Fundamentalists. I’m afraid of them. Since not all our residents
had made their peace with the idea… …I said: Listen. There’s no avoiding this now. Let’s welcome them this Saturday
with coffee and cakes. We invited them all
into our communal living room. We had waffles, cookies, chocolates,
hot chocolate, milk. And it was a very harmonious event. I saw someone walking towards us
down the long hallway. It was a very young woman
with a tiny baby on her arm… …in a nappy. The front door key was dangling
off her finger. It was Momena. And Momena had a baby
who was five days old. Are you making injera again tonight? That’s delicious. Our guests are from Eritrea
and Somalia. My family is from Iraq.
– Iraq, yes. Up here there are three men…
– Not related. Kurds. My mother speaks Arabic
and a little German. Do you understand Pegida saying
it can’t be done, it’s dangerous? I feel ambivalent about that. On the one side I like our refugees. We get along really well.
It’s nice to have them here. But the big picture is
all those millions of refugees… …and us maybe having to work
to the age of 70 to cover the costs. That worries people.
Where do we get the money? Who’s paying for this,
at the end of the day? I’m afraid the taxpayer
will be saddled with it eventually. Part of the Pegida movement… …feels very strongly about nationalism. They’re afraid the German nation
will dwindle. That more and more and foreigners
will be born… …and Germany may be destroyed.
As I understand it. Our cultural heritage is
what our ancestors gave us. In New York they have many
nationalities and cultures co-existing. We see the same tendency in our big
cities in the densely populated areas. It’s no longer a community,
but a multi-ethnic state… …like Yugoslavia once was.

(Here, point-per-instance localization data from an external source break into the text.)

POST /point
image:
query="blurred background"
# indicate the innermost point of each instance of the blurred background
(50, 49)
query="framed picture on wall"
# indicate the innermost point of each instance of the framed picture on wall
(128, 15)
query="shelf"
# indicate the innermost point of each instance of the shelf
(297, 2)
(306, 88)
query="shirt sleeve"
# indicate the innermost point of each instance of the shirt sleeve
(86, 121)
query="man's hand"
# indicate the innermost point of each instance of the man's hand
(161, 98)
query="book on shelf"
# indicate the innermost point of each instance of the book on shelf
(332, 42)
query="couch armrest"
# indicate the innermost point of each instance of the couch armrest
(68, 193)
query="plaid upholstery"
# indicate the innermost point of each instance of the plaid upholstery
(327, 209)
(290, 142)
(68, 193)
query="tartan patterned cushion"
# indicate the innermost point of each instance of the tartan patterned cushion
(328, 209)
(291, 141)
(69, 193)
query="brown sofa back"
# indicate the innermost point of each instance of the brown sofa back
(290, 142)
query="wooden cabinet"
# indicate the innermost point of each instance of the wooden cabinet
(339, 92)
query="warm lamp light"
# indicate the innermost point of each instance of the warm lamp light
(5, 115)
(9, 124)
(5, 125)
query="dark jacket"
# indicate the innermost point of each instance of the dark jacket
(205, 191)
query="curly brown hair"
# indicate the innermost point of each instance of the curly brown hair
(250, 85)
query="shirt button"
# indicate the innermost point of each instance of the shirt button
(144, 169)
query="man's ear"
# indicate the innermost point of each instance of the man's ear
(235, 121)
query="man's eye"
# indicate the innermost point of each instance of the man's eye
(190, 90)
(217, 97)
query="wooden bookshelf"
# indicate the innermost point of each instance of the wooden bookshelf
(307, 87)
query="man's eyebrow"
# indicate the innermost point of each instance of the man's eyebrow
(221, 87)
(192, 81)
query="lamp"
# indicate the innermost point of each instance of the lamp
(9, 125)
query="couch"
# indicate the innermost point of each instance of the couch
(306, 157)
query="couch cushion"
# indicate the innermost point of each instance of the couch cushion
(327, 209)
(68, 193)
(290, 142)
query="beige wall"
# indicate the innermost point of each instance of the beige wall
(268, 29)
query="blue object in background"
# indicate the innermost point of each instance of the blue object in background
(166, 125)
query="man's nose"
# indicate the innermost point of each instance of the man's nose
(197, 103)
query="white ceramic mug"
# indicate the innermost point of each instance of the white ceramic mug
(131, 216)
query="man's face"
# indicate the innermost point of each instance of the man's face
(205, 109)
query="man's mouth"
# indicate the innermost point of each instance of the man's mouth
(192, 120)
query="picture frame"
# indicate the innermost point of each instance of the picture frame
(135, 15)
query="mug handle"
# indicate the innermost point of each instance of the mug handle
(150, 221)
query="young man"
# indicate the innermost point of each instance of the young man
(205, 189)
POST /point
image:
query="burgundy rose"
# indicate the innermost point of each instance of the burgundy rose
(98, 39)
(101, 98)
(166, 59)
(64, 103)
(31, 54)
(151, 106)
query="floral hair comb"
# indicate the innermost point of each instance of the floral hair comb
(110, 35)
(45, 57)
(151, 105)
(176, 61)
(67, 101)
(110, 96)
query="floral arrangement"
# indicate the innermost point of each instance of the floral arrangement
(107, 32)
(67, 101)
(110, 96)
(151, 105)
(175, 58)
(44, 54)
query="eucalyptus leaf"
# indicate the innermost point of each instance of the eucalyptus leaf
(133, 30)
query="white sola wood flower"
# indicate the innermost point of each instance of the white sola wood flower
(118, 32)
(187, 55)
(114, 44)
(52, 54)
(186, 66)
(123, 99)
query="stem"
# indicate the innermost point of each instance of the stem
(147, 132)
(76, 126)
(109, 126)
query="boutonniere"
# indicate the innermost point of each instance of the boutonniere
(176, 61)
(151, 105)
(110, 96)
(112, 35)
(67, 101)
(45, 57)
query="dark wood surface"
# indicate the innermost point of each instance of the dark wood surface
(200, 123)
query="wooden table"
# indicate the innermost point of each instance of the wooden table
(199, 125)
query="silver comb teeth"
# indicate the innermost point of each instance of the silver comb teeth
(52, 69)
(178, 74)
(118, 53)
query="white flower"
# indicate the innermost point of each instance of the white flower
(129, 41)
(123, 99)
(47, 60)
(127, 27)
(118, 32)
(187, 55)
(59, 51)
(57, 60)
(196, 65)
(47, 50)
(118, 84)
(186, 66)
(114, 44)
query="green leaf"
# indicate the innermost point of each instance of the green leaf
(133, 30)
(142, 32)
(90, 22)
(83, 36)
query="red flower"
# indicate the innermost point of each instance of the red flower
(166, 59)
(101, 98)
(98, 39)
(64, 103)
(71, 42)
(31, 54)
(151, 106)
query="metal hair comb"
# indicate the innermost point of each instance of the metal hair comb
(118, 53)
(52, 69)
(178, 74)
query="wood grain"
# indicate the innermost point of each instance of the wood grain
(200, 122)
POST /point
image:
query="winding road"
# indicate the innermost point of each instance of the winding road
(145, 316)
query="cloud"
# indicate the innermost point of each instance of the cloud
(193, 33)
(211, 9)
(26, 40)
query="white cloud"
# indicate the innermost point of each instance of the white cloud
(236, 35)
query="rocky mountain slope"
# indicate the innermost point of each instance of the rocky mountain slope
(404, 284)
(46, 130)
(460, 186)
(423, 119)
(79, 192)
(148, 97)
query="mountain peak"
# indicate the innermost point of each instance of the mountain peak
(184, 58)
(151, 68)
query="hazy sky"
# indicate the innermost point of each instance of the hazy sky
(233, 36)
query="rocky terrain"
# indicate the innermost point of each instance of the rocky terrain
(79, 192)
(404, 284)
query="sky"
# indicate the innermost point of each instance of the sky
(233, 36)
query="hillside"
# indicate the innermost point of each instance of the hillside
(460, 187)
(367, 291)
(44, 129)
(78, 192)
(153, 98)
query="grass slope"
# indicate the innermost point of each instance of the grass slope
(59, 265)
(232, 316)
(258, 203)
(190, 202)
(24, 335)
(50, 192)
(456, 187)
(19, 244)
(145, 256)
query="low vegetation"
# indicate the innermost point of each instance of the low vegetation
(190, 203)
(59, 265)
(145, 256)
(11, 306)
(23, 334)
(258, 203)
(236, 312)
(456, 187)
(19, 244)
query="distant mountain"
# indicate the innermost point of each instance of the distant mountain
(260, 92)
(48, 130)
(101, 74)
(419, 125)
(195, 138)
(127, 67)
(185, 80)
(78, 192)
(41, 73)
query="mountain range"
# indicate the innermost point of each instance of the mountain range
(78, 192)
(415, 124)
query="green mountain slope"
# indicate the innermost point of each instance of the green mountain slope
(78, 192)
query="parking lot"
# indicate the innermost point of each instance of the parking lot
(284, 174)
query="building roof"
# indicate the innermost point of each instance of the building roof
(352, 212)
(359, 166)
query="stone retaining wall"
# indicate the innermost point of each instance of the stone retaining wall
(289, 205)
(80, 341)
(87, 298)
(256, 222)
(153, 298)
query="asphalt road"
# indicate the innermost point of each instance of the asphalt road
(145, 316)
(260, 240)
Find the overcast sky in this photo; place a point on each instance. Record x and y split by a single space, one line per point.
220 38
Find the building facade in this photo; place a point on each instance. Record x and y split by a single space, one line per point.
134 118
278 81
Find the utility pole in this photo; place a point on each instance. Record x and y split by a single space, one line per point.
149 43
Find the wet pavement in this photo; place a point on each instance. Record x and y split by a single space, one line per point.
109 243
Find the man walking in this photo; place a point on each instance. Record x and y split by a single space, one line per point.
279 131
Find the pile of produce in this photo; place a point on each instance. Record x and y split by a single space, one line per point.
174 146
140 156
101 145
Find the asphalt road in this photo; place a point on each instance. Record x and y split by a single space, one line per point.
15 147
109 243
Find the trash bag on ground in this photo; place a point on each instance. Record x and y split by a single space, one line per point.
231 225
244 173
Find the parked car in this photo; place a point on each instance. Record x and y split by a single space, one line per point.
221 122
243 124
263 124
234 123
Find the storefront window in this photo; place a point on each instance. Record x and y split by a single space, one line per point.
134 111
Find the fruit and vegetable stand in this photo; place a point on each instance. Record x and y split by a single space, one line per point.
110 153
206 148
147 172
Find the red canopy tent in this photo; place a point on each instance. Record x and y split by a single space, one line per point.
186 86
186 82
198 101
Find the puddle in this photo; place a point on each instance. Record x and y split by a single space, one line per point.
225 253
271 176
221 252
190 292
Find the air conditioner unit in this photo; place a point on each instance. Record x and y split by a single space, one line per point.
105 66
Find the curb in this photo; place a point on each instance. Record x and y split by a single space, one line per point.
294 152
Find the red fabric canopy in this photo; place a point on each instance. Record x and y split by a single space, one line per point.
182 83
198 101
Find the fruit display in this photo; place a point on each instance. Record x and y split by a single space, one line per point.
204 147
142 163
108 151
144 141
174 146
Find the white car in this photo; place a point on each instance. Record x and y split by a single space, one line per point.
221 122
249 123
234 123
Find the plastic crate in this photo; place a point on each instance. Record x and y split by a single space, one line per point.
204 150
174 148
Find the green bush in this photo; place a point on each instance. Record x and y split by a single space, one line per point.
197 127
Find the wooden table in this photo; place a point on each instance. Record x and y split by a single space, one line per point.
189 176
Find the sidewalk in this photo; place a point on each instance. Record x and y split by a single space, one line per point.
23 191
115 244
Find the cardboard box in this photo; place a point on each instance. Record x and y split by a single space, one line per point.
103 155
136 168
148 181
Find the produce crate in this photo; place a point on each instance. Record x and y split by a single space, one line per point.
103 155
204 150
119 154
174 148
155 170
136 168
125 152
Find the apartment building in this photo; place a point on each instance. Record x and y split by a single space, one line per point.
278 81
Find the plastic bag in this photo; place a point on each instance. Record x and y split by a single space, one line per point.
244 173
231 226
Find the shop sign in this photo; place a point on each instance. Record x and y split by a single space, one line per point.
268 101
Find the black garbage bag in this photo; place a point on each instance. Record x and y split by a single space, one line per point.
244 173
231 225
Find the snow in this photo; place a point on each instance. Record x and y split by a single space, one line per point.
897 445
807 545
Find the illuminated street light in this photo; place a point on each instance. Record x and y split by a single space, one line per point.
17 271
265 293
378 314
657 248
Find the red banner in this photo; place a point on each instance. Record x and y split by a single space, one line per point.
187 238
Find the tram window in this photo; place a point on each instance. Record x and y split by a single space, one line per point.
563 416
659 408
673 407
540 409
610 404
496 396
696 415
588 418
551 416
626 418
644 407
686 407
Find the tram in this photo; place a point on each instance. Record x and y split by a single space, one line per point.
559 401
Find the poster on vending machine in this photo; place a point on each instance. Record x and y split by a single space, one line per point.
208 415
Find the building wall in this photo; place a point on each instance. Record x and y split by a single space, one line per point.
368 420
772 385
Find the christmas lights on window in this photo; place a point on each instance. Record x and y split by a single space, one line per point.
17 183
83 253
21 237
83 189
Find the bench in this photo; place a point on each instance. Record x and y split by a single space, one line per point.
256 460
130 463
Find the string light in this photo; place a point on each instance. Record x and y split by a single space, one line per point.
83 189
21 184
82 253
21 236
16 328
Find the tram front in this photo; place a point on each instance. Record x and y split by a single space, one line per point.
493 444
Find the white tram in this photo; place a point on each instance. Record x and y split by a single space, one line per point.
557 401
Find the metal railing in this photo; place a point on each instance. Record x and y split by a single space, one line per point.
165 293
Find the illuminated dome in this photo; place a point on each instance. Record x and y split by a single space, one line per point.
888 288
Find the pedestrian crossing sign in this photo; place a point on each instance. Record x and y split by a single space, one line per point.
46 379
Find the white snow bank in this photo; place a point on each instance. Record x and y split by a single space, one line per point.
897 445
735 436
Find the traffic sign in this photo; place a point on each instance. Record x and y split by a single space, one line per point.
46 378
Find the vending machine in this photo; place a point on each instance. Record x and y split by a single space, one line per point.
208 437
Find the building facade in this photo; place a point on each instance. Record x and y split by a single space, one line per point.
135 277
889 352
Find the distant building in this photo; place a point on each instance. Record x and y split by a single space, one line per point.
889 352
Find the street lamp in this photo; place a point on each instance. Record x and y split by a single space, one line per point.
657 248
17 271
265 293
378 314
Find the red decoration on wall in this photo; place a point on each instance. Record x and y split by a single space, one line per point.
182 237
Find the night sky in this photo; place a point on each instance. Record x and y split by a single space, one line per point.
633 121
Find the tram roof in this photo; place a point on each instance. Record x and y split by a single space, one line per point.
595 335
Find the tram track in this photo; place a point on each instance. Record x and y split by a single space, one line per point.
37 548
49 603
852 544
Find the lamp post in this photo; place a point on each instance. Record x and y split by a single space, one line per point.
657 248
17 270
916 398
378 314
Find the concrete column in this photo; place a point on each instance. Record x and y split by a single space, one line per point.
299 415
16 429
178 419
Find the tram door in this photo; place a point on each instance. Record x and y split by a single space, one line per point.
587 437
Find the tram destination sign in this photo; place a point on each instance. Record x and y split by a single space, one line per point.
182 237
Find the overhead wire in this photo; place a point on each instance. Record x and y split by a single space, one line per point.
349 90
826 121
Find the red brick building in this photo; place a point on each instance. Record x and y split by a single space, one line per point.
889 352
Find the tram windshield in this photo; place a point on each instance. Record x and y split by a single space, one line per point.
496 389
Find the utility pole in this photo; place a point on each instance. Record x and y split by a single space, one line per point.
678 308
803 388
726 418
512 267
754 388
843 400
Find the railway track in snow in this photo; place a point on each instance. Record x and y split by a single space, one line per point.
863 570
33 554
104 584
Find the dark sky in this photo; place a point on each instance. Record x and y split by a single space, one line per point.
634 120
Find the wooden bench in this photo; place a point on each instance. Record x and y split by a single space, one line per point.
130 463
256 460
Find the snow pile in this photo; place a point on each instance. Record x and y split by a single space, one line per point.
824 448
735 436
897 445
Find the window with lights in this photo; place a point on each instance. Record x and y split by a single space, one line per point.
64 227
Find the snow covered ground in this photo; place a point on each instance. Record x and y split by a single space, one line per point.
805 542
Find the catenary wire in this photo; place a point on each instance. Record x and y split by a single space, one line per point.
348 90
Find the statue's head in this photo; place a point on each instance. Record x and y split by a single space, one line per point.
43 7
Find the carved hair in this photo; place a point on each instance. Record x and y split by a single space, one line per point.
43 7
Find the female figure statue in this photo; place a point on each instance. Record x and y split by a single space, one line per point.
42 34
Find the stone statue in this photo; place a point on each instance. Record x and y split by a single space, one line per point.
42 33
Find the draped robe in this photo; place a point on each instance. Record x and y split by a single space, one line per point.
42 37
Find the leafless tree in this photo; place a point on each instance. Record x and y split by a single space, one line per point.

And we all know what happened there. We’re not an immigration country like
the US where people come from all over. We have a high level of civilisation. And our high civilisation
is entitled to be preserved. They said on the radio
that the numbers are going down. 16,000 in April,
against 20,000 in March. The numbers seem to indicate it. But no one knows how many people
are on the move. If I understand the UNHCR data
correctly… …they’re similar to last year. How many of these people
will end up with us… …remains to be seen.
It’s up to the politicians. Completely normal.
– Unbelievable. Have you been here before?
– Only outside. But did you see what it was like here
a year ago? What’s the capacity?
– This facility is for 500 people. They reduced it, I’m happy to say. So no more refugees arrive
now that the borders are closed. Won’t that solve the problem? Last summer we also hoped Pegida
or right-wing populism would vanish. And then that wave of refugees came. That made Pegida grow again. So I’m not making any predictions
about Pegida. No idea if they’ll
still be around next year. Maybe it will turn into a sect
of a few hundred people. AfD realised that earlier.
They focus on Islam now. Refugees are still an issue… …but they’re looking for another one,
just to be sure. Something alien, something un-German
that they feel doesn’t belong here. And that’s Islam.